ImpactAlpha, April 23 – Hopes were high in community finance circles that the fresh round of federal small business relief funding would carve out a chunk of the money for low-income and minority-owned businesses. 

The bill that passed the Senate on Tuesday did indeed set aside $60 billion for smaller lenders and “community financial institutions.” But it falls far short of what was hoped for and may not do much to plug the gap for relief funds in underserved communities. 

“We want all businesses to come out okay, but the places we know will be the hardest hit will be the low-income communities and communities of color,” Jeannine Jacokes of the Community Development Bankers Association, a trade group for banks recognized as community development financial institutions, or CDFIs.

The re-funding of the Paycheck Protection Program was a chance to fix some of the problems that arose with the first tranche of $349 billion in small-business relief, which quickly was exhausted earlier this month.

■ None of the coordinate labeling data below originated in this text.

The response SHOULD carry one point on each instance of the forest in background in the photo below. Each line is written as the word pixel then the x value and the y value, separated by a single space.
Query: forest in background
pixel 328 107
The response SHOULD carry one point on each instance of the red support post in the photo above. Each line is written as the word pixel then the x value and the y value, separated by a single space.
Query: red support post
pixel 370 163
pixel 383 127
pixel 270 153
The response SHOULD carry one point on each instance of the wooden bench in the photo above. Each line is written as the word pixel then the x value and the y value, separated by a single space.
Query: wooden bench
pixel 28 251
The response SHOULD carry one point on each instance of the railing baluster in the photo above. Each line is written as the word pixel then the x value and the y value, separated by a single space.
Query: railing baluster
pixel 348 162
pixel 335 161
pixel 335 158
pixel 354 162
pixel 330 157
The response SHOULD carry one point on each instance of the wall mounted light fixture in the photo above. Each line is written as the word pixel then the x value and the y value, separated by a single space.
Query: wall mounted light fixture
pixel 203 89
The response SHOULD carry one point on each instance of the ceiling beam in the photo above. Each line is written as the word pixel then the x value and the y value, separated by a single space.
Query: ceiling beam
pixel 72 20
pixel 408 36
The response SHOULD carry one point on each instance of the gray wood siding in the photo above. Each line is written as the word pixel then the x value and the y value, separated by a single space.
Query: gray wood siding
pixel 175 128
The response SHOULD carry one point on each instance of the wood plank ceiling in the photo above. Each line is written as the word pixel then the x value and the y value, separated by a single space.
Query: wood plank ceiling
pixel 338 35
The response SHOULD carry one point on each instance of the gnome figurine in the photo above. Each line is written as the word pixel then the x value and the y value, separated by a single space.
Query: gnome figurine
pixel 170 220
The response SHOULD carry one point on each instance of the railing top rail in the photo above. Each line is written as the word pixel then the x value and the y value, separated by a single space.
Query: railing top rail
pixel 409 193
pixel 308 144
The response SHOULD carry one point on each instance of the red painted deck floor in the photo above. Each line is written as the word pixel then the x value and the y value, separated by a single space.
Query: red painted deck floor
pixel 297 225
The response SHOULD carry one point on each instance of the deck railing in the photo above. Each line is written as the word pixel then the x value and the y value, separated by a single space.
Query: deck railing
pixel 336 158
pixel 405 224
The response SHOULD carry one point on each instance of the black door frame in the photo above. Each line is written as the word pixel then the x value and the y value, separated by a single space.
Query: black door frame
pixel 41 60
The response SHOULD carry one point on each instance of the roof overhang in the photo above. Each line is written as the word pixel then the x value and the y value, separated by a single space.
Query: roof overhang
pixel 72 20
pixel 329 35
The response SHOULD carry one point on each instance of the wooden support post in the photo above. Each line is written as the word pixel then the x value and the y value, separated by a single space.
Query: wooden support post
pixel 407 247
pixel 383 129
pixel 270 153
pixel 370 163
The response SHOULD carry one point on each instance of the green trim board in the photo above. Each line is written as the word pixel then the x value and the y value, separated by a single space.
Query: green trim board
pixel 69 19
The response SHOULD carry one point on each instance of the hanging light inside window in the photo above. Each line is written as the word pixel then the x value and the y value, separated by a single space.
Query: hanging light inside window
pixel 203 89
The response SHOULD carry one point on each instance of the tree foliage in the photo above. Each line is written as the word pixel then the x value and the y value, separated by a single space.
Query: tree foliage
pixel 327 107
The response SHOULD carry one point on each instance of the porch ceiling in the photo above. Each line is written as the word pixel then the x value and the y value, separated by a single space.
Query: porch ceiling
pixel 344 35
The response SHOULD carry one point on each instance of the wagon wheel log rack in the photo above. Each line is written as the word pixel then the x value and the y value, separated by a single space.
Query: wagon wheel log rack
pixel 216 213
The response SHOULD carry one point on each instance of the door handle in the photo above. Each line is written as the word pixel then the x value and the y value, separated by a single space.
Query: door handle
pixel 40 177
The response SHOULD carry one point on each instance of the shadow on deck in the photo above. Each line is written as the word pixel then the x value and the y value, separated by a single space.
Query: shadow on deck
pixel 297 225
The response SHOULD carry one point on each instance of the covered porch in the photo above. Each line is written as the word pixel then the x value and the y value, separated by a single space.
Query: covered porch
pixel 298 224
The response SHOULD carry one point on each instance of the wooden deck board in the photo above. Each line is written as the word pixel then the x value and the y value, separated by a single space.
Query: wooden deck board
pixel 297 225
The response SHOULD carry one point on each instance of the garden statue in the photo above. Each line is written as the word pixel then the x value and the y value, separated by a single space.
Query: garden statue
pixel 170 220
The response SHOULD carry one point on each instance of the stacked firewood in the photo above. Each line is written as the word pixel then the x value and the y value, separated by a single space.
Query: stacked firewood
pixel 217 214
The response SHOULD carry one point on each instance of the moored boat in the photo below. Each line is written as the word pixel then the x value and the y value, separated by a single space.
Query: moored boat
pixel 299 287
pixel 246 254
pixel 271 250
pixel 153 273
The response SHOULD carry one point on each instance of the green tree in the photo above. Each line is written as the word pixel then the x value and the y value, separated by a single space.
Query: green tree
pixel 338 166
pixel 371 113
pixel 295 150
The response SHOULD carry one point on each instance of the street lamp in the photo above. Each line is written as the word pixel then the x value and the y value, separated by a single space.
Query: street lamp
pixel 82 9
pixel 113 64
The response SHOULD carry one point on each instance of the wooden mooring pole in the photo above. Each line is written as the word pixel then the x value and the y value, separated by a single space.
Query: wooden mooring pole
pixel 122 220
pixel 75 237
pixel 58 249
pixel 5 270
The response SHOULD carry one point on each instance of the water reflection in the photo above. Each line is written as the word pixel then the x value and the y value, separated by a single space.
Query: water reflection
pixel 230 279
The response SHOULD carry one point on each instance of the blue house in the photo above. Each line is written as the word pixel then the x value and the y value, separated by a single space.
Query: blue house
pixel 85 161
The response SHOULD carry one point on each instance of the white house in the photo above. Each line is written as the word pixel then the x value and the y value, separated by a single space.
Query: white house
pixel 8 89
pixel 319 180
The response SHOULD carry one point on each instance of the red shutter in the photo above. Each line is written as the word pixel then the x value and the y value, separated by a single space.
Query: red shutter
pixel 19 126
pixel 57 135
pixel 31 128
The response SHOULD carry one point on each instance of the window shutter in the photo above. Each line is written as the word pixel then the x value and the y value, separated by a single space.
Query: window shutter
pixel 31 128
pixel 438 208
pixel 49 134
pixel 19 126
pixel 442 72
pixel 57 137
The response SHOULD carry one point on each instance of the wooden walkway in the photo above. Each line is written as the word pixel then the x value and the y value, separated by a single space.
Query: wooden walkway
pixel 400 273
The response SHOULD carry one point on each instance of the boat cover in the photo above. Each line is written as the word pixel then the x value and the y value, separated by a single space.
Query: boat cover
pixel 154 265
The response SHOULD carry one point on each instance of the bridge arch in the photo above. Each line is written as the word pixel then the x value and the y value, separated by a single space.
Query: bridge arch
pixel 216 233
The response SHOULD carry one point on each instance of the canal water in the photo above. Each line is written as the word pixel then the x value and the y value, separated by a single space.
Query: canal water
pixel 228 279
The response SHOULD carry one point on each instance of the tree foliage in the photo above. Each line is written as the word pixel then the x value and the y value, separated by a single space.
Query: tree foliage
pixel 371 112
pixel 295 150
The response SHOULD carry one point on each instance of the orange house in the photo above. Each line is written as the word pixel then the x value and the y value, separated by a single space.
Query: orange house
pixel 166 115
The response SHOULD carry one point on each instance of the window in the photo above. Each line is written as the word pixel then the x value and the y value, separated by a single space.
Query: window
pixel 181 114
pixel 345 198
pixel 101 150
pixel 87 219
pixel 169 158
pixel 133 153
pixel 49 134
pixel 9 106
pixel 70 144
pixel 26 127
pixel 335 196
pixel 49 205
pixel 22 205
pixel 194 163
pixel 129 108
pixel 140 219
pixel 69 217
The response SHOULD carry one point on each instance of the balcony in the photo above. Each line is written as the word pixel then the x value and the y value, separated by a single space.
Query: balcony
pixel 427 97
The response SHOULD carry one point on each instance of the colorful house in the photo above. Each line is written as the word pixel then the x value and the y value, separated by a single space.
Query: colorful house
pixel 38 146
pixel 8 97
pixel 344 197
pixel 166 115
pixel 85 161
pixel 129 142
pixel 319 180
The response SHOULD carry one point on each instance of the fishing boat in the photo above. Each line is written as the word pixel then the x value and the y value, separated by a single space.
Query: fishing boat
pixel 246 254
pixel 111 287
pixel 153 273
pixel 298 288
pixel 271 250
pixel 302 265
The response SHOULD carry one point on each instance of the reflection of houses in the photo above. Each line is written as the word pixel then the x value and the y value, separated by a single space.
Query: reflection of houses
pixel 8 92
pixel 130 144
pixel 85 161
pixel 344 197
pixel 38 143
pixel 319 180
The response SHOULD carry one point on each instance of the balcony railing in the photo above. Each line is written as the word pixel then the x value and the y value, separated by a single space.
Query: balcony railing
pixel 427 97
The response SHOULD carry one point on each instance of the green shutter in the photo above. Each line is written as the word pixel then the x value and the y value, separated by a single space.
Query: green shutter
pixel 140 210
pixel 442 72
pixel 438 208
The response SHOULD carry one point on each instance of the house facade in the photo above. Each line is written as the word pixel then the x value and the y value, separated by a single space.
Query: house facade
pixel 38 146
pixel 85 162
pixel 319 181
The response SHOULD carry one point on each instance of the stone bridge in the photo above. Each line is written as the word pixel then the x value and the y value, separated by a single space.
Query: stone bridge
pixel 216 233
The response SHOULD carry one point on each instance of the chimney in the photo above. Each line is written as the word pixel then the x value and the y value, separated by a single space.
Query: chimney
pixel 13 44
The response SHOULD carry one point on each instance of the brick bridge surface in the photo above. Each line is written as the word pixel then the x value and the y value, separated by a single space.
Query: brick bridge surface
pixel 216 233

Community advocates and Democrats had called for as much as $125 billion to be channeled to “farmers, family, women, minority and veteran-owned small businesses and nonprofits in rural, tribal, suburban and urban communities” via the Paycheck Protection Program, which provides forgivable loans to businesses with fewer than 500 employees that retain their workers. 

Minority-owned businesses in low-income areas, already on fragile footing before the pandemic, are especially at risk from the nationwide shut-downs. 

And because many do not have banking relationships, they were largely locked out of the first tranche of funding, even as corporations like Ruth’s Chris Steakhouse, ShakeShack and real estate investment trust Ashford Hospitality Trust scored 8-figure loans.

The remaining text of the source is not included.